29.04.2012 - 02:30 | Son Güncellenme:
AYDİL DURGUN aydil.durgun@milliyet.com.tr
İstanbul’da iyi yemek denince akla gelen isimlerden Murat Bozok, Mimolett’in Bodrum şubesi Mimolett Ege’yi açıyor. Ama bu Mimolett başka Mimolett. Burada yapılan yemeklerde kullanılan tüm malzemeler Ege Bölgesi’nden. Ege’nin otları, Balıkesir’in etleri, Bodrum’un mantarları, Ege Denizi’nin balıkları...
“O gün pazarda hangi ot varsa onu kullanacağız” diyor Bozok. Hatta mutfaktaki ekipte bile Ege’deki gastronomi okullarından seçilmiş aşçılar olacak.

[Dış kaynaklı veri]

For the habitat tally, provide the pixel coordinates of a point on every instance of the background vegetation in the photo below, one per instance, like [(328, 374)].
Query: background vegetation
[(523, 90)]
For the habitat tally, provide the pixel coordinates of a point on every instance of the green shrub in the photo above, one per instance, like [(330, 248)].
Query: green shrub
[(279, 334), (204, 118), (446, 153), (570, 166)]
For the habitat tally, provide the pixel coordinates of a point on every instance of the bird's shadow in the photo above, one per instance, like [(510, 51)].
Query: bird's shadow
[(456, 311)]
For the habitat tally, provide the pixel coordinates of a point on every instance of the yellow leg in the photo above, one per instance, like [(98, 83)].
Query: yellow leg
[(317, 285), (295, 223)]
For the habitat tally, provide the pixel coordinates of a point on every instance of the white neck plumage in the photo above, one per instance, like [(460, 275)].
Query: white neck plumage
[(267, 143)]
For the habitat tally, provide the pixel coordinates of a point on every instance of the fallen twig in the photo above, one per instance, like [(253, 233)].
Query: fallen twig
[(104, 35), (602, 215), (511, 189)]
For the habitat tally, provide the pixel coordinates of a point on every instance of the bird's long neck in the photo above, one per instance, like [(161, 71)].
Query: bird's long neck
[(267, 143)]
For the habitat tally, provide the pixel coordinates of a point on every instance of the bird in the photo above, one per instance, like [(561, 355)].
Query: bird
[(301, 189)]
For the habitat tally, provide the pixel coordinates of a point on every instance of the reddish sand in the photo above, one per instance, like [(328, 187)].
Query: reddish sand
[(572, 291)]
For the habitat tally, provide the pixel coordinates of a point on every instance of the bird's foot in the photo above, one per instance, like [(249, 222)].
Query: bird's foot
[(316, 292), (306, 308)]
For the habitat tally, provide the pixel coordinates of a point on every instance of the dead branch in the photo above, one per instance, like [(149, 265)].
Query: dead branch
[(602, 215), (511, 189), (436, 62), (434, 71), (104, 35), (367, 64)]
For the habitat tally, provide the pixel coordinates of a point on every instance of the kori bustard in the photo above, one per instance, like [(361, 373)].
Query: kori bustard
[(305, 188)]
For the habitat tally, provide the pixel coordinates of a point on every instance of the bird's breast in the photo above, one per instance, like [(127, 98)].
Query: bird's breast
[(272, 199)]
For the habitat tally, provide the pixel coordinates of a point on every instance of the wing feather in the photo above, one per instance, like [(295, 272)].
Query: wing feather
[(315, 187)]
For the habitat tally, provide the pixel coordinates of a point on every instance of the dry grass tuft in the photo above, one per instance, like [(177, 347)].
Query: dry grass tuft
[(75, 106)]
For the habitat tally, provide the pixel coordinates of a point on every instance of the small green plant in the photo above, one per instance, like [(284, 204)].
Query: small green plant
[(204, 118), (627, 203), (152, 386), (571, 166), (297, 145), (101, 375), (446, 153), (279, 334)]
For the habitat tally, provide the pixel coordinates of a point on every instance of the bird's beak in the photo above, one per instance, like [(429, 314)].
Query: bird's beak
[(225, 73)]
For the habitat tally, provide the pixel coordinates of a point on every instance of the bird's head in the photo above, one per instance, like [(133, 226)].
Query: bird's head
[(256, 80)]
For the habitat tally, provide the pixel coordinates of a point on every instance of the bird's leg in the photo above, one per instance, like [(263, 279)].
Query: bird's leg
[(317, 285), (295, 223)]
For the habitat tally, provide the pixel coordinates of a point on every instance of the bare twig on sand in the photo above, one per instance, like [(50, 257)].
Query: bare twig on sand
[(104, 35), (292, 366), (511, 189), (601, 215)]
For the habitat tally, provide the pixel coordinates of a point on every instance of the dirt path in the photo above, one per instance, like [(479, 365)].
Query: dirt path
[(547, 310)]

Bozok, şu sıralar İstanbul-Bodrum arası mekik dokuyor. Bodrum’daki çok sevdiği pazarları geziyor, turunç reçelleri kuruyor, Ege’nin meşhur satsumalarından krem brüle yapıyor. Bu koşuşturmaca arasında Mimolett’te yakalıyoruz ünlü şefi. Yurtdışından gelen kalabalık bir grubu ağırlıyor o gün.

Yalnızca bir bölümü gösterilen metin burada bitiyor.